Program in Biophysics, Harvard University, Cambridge, Massachusetts 02138, USA.
Program in Medical Engineering Medical Physics, Harvard-MIT Division of Health Sciences and Technology, Cambridge, Massachusetts 02139, USA.
The Center for Bits and Atoms, Cambridge, Massachusetts 02139, USA.
Media Lab, Massachusetts Institute of Technology, Cambridge, Massachusetts 02139, USA.
Harvard College, Cambridge, Massachusetts 02138, USA.

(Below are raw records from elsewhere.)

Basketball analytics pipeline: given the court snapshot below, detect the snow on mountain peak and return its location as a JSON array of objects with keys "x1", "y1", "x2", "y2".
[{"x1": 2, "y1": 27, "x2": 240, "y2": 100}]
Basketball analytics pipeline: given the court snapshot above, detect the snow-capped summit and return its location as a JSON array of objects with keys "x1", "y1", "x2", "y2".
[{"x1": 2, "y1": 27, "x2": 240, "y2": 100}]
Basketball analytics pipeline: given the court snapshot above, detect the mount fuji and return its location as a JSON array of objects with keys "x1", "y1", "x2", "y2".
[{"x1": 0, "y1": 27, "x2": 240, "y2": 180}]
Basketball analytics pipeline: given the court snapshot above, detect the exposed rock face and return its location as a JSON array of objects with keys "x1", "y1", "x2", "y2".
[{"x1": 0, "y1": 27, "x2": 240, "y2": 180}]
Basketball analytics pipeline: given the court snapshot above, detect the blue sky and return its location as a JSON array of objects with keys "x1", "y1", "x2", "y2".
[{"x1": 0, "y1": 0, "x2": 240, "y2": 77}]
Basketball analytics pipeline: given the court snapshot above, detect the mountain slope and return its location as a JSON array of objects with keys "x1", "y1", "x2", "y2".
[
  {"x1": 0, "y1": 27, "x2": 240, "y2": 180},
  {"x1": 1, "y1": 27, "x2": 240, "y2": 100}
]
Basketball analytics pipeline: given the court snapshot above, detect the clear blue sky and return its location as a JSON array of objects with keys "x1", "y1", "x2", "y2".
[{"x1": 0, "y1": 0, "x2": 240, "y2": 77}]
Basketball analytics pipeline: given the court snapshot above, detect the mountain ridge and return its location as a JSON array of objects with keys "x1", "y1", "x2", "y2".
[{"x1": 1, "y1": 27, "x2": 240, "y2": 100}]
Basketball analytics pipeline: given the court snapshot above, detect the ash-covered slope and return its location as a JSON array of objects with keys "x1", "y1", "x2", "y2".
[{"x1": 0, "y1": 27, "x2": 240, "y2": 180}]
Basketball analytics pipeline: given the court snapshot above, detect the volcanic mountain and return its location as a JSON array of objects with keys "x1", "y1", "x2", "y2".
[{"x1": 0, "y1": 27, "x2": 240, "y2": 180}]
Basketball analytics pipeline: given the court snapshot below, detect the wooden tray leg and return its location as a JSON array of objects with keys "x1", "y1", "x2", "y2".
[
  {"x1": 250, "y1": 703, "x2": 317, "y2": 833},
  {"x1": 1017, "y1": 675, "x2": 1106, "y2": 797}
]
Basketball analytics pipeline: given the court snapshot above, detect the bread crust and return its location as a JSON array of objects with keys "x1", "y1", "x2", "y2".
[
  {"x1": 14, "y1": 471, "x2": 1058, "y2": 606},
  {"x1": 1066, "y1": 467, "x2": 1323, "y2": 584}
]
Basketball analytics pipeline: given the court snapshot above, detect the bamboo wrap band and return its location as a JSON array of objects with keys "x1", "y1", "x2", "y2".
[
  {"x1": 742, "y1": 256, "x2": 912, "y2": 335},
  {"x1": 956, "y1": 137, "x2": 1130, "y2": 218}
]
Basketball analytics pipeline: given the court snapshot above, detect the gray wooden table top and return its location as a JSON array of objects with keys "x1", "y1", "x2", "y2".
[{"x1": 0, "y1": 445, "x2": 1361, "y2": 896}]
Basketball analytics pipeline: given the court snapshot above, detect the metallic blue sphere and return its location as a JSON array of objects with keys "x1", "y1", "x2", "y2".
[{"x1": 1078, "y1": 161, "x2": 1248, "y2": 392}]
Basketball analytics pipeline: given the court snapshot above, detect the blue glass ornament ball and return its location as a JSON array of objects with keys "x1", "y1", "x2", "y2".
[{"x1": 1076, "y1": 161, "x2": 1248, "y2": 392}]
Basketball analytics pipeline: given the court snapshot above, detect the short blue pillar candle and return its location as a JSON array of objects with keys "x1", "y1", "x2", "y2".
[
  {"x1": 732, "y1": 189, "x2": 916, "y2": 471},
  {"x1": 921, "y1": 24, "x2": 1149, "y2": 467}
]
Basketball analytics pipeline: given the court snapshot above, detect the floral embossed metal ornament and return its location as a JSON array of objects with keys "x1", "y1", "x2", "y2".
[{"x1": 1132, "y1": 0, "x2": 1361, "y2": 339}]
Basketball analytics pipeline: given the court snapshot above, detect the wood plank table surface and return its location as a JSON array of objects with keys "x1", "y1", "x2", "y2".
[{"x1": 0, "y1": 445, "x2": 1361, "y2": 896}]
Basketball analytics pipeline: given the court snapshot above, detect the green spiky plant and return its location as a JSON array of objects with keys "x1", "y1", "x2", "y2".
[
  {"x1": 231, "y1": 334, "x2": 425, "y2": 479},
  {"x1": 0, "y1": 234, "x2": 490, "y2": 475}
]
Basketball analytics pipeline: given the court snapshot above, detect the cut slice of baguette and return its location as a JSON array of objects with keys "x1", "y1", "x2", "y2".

George W. Woodruff School of Mechanical Engineering, Georgia Institute of Technology, Atlanta, Georgia 30332, USA.
Contributed equally


The breadth of genomic diversity found among organisms in nature allows populations to adapt to diverse environments. However, genomic diversity is difficult to generate in the laboratory and new phenotypes do not easily arise on practical timescales. Although in vitro and directed evolution methods have created genetic variants with usefully altered phenotypes, these methods are limited to laborious and serial manipulation of single genes and are not used for parallel and continuous directed evolution of gene networks or genomes. Here, we describe multiplex automated genome engineering (MAGE) for large-scale programming and evolution of cells. MAGE simultaneously targets many locations on the chromosome for modification in a single cell or across a population of cells, thus producing combinatorial genomic diversity. Because the process is cyclical and scalable, we constructed prototype devices that automate the MAGE technology to facilitate rapid and continuous generation of a diverse set of genetic changes (mismatches, insertions, deletions). We applied MAGE to optimize the 1-deoxy-D-xylulose-5-phosphate (DXP) biosynthesis pathway in Escherichia coli to overproduce the industrially important isoprenoid lycopene. Twenty-four genetic components in the DXP pathway were modified simultaneously using a complex pool of synthetic DNA, creating over 4.3 billion combinatorial genomic variants per day. We isolated variants with more than fivefold increase in lycopene production within 3 days, a significant improvement over existing metabolic engineering techniques. Our multiplex approach embraces engineering in the context of evolution by expediting the design and evolution of organisms with new and improved properties.